After creating a topology, some pods may get stuck in an Init:0/1
state while
others may be stuck Pending
.
$ kubectl get pods -A
NAMESPACE NAME READY STATUS RESTARTS AGE
multivendor r1 0/1 Init:0/1 0 12m
multivendor r2 0/1 Pending 0 12m
...
You may also see logs for the init-container
on one of the Init:0/1
pods
that look like this:
$ kubectl logs r1 init-r1 -n multivendor
Waiting for all 2 interfaces to be connected
Connected 1 interfaces out of 2
Connected 1 interfaces out of 2
Connected 1 interfaces out of 2
...
The Pending pods may have an error like the following:
$ kubectl describe pod r2 -n multivendor
...
Events:
Type Reason Age From Message
Warning FailedScheduling 9s (x19 over 18m) default-scheduler 0/1 nodes are available: 1 Insufficient cpu.
Fix To fix this issue you will need a VM instance with more vCPUs and memory. A machine with 16 vCPUs should be sufficient. Optionally you can deploy a smaller topology instead.
$ ssh 192.168.18.100
ssh: connect to host 192.168.18.100 port 22: Connection refused
Validate the pod is running:
$ kubectl get pod r1 -n multivendor
NAME READY STATUS RESTARTS AGE
r1 1/1 Running 0 4m47s
Validate service is exposed:
$ kubectl get services r1 -n multivendor
NAME TYPE CLUSTER-IP EXTERNAL-IP PORT(S) AGE
service-r1 LoadBalancer 10.96.134.70 192.168.18.100 443:30001/TCP,22:30004/TCP,6030:30005/TCP 4m22s
Validate you can exec
on the container:
$ kubectl exec -it r1 -n multivendor -- Cli
Defaulted container "r1" out of: r1, init-r1 (init)
error: Internal error occurred: error executing command in
container: failed to exec in container: failed to start exec
"68abfa4f3742c86f49ec00dff629728d96e589c6848d5247e29d396365d6b697": OCI
runtime exec failed: exec failed: container_linux.go:370: starting container
process caused: exec: "Cli": executable file not found in $PATH: unknown
Fix the systemd path and cgroups directory and then delete/recreate topology.
If you see something similar to the following on a cptx
Juniper node:
$ kubectl exec -it r4 -n multivendor -- cli
Defaulted container "r4" out of: r4, init-r4 (init)
System is not yet ready...
then your host likely does not support nested virtualization.
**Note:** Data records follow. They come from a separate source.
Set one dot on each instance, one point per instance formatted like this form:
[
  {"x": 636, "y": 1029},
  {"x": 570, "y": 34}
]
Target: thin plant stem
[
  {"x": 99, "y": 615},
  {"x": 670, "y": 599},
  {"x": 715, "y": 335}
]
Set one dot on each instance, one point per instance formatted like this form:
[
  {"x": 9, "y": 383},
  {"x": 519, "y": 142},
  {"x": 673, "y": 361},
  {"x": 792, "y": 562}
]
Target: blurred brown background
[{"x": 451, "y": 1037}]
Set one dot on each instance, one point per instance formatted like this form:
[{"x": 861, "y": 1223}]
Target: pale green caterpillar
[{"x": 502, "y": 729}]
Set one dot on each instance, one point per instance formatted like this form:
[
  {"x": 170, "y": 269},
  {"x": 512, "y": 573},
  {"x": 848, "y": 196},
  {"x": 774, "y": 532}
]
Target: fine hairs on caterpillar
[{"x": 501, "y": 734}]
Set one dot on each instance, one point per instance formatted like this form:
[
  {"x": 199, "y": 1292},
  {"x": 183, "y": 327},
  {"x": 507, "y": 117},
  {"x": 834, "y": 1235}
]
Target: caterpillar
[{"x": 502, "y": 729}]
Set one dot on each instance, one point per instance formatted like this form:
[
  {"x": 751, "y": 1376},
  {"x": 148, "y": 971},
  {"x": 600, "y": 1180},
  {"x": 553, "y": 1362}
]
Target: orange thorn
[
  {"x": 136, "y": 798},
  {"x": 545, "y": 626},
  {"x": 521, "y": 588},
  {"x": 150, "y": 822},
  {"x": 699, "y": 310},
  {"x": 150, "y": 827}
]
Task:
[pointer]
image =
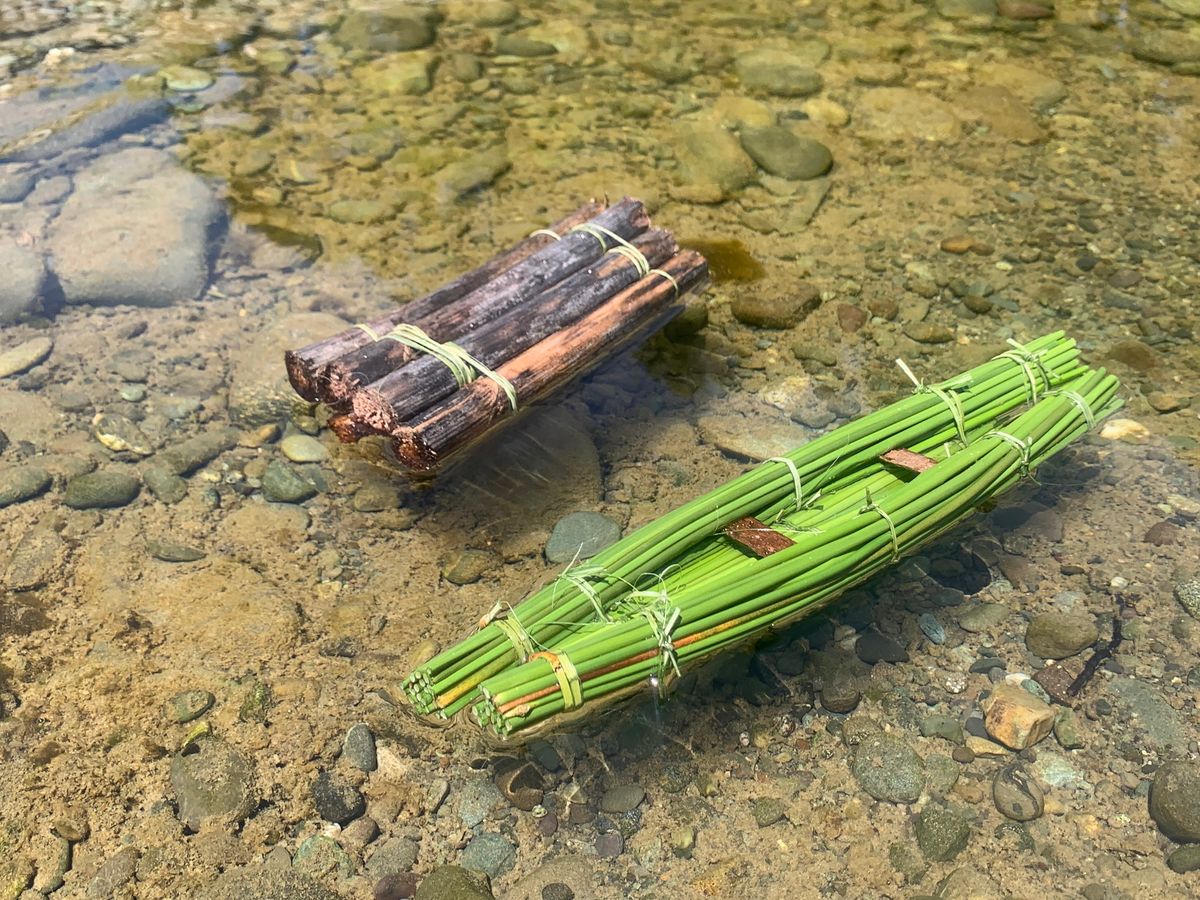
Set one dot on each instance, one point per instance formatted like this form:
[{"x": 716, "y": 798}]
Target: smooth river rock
[{"x": 137, "y": 229}]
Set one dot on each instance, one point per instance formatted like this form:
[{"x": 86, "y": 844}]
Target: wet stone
[
  {"x": 1017, "y": 795},
  {"x": 1057, "y": 635},
  {"x": 172, "y": 552},
  {"x": 888, "y": 769},
  {"x": 163, "y": 484},
  {"x": 941, "y": 833},
  {"x": 321, "y": 857},
  {"x": 622, "y": 798},
  {"x": 213, "y": 780},
  {"x": 490, "y": 853},
  {"x": 1175, "y": 801},
  {"x": 22, "y": 483},
  {"x": 337, "y": 799},
  {"x": 781, "y": 153},
  {"x": 453, "y": 882},
  {"x": 581, "y": 535},
  {"x": 107, "y": 489},
  {"x": 393, "y": 857},
  {"x": 359, "y": 748},
  {"x": 190, "y": 705},
  {"x": 283, "y": 484},
  {"x": 768, "y": 810},
  {"x": 24, "y": 355},
  {"x": 469, "y": 567},
  {"x": 301, "y": 448}
]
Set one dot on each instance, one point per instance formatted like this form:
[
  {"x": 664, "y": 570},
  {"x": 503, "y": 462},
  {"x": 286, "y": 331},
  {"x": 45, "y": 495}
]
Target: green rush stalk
[
  {"x": 726, "y": 604},
  {"x": 928, "y": 419}
]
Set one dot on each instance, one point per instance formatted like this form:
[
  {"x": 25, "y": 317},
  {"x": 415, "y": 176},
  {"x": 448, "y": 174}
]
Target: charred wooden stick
[
  {"x": 306, "y": 366},
  {"x": 383, "y": 407},
  {"x": 510, "y": 288},
  {"x": 468, "y": 413}
]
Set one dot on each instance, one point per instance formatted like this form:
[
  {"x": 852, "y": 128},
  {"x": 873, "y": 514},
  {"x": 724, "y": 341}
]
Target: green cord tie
[
  {"x": 669, "y": 276},
  {"x": 567, "y": 675},
  {"x": 1078, "y": 400},
  {"x": 369, "y": 331},
  {"x": 871, "y": 505},
  {"x": 946, "y": 396},
  {"x": 1023, "y": 447},
  {"x": 520, "y": 639},
  {"x": 461, "y": 364},
  {"x": 1024, "y": 358},
  {"x": 636, "y": 257},
  {"x": 796, "y": 478}
]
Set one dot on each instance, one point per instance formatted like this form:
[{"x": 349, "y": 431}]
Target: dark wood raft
[{"x": 442, "y": 371}]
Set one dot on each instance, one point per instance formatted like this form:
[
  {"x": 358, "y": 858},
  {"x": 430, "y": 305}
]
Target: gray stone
[
  {"x": 267, "y": 882},
  {"x": 1175, "y": 801},
  {"x": 471, "y": 174},
  {"x": 1059, "y": 635},
  {"x": 712, "y": 162},
  {"x": 120, "y": 115},
  {"x": 581, "y": 535},
  {"x": 1017, "y": 796},
  {"x": 389, "y": 30},
  {"x": 751, "y": 437},
  {"x": 336, "y": 798},
  {"x": 22, "y": 483},
  {"x": 163, "y": 484},
  {"x": 393, "y": 857},
  {"x": 322, "y": 857},
  {"x": 622, "y": 798},
  {"x": 106, "y": 489},
  {"x": 1167, "y": 48},
  {"x": 190, "y": 705},
  {"x": 359, "y": 748},
  {"x": 490, "y": 853},
  {"x": 453, "y": 882},
  {"x": 301, "y": 448},
  {"x": 469, "y": 567},
  {"x": 24, "y": 277},
  {"x": 888, "y": 769},
  {"x": 36, "y": 559},
  {"x": 213, "y": 780},
  {"x": 24, "y": 355},
  {"x": 136, "y": 231},
  {"x": 778, "y": 72},
  {"x": 114, "y": 874},
  {"x": 283, "y": 484},
  {"x": 784, "y": 154},
  {"x": 941, "y": 833}
]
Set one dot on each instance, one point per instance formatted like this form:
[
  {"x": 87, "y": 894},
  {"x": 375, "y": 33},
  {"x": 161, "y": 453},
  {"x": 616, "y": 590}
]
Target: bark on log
[
  {"x": 471, "y": 412},
  {"x": 545, "y": 268},
  {"x": 307, "y": 366},
  {"x": 383, "y": 406}
]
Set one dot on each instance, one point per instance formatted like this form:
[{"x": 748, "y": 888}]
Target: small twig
[{"x": 1103, "y": 651}]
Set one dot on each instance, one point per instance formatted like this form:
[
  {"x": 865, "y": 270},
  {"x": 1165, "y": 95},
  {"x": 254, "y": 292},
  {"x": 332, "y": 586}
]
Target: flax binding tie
[{"x": 567, "y": 675}]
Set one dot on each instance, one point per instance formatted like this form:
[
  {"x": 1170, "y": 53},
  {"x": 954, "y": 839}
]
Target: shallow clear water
[{"x": 189, "y": 190}]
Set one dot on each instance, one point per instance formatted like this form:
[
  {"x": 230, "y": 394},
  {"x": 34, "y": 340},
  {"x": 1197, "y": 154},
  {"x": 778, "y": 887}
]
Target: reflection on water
[{"x": 189, "y": 189}]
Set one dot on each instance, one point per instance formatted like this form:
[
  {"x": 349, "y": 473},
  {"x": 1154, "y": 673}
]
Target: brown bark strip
[
  {"x": 909, "y": 460},
  {"x": 757, "y": 537},
  {"x": 509, "y": 289},
  {"x": 471, "y": 412},
  {"x": 307, "y": 366}
]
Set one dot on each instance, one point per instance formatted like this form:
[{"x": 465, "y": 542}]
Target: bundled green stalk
[
  {"x": 953, "y": 412},
  {"x": 706, "y": 607}
]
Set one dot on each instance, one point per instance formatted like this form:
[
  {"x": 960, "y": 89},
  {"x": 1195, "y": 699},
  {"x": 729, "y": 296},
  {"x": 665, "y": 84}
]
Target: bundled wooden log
[{"x": 439, "y": 372}]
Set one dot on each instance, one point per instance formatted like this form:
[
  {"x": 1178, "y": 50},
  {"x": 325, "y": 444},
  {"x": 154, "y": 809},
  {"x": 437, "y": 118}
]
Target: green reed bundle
[
  {"x": 711, "y": 603},
  {"x": 953, "y": 412}
]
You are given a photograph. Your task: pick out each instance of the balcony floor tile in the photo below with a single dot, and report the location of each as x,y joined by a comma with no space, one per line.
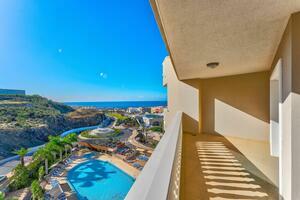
212,168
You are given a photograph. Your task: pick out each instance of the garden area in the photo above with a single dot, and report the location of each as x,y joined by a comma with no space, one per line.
123,120
114,133
32,174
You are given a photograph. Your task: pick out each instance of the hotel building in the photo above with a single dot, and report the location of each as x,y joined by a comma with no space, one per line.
233,117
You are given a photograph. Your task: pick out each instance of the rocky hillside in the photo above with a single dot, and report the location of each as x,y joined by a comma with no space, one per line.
27,121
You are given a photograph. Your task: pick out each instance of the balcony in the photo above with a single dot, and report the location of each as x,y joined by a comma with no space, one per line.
205,166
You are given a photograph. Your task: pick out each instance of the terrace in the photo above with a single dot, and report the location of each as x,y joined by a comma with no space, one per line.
233,101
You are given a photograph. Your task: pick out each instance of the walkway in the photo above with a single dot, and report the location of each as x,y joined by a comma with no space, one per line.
214,169
133,141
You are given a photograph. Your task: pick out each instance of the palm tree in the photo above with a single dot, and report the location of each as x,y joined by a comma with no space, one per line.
43,154
22,153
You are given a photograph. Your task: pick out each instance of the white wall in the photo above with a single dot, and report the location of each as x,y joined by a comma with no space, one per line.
181,97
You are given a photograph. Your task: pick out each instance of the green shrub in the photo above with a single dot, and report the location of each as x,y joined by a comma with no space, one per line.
33,168
41,173
20,178
2,196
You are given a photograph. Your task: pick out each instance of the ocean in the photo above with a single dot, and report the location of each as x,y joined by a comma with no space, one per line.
117,104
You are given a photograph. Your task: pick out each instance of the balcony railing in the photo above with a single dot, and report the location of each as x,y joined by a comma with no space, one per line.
160,178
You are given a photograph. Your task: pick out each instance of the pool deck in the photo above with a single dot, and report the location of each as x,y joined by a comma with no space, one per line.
62,179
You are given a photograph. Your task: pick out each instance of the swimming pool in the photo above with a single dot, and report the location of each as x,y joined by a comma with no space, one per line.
99,180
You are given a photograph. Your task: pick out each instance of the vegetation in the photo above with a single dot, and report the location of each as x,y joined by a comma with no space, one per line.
41,173
116,115
22,153
20,178
156,129
23,111
87,134
24,176
37,191
2,196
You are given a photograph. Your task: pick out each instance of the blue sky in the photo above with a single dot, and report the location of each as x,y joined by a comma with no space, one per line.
77,50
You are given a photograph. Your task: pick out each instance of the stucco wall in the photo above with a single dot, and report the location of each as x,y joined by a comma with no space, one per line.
236,106
289,53
182,96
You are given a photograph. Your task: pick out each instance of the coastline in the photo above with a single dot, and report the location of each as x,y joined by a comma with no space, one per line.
117,104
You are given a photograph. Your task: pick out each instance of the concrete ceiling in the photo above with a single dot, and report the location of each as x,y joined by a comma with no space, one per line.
242,35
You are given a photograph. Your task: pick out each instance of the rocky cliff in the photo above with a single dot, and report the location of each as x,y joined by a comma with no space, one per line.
27,123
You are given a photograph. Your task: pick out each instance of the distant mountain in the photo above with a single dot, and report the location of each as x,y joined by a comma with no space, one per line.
27,121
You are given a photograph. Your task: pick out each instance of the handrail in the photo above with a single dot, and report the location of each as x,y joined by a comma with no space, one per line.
154,181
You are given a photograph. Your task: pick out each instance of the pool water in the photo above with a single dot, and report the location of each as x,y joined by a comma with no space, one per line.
99,180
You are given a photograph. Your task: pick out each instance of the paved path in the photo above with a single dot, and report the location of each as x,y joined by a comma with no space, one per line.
133,141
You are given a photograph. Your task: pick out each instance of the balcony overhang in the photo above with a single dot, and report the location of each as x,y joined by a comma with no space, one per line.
241,35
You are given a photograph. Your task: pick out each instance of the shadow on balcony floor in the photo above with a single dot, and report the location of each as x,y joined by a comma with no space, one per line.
212,168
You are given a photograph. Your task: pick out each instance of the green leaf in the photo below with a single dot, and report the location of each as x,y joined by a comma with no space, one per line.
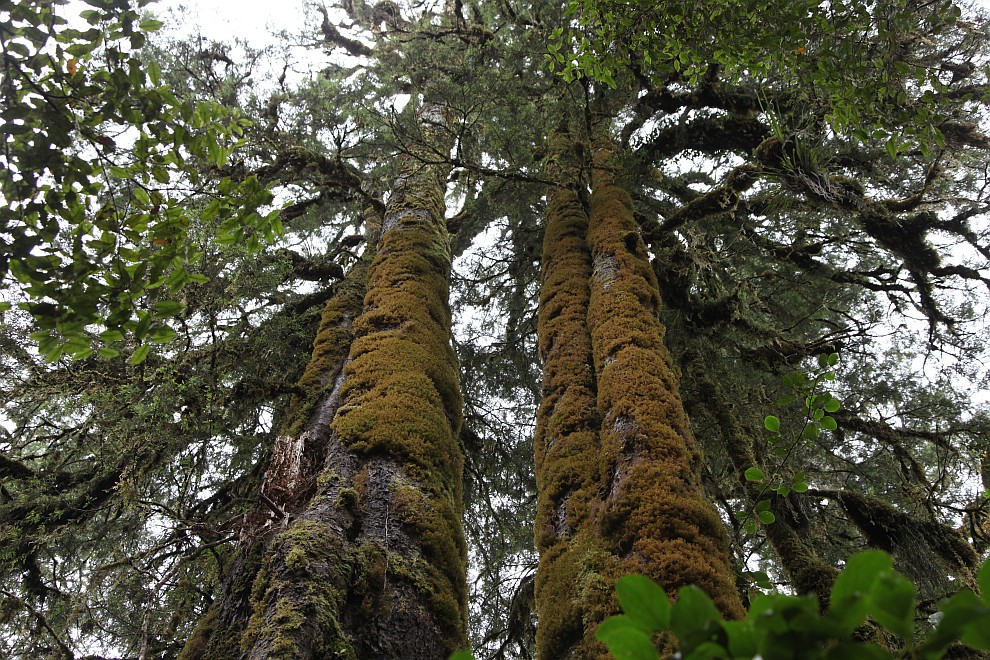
140,354
694,619
644,601
626,640
754,474
850,593
167,308
892,604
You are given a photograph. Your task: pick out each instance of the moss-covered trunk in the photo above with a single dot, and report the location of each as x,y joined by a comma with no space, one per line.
617,467
567,470
654,513
368,560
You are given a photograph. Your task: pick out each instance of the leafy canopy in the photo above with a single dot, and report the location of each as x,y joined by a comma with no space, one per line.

Run the following
to confirm, if the output is 0
then the host does not support nested
virtualization.
$ grep -cw vmx /proc/cpuinfo
0
Enable nested virtualization or move to a new machine that supports it. When done, run the following ensuring a non-zero output:
$ grep -cw vmx /proc/cpuinfo
16
Then delete your cluster and start again.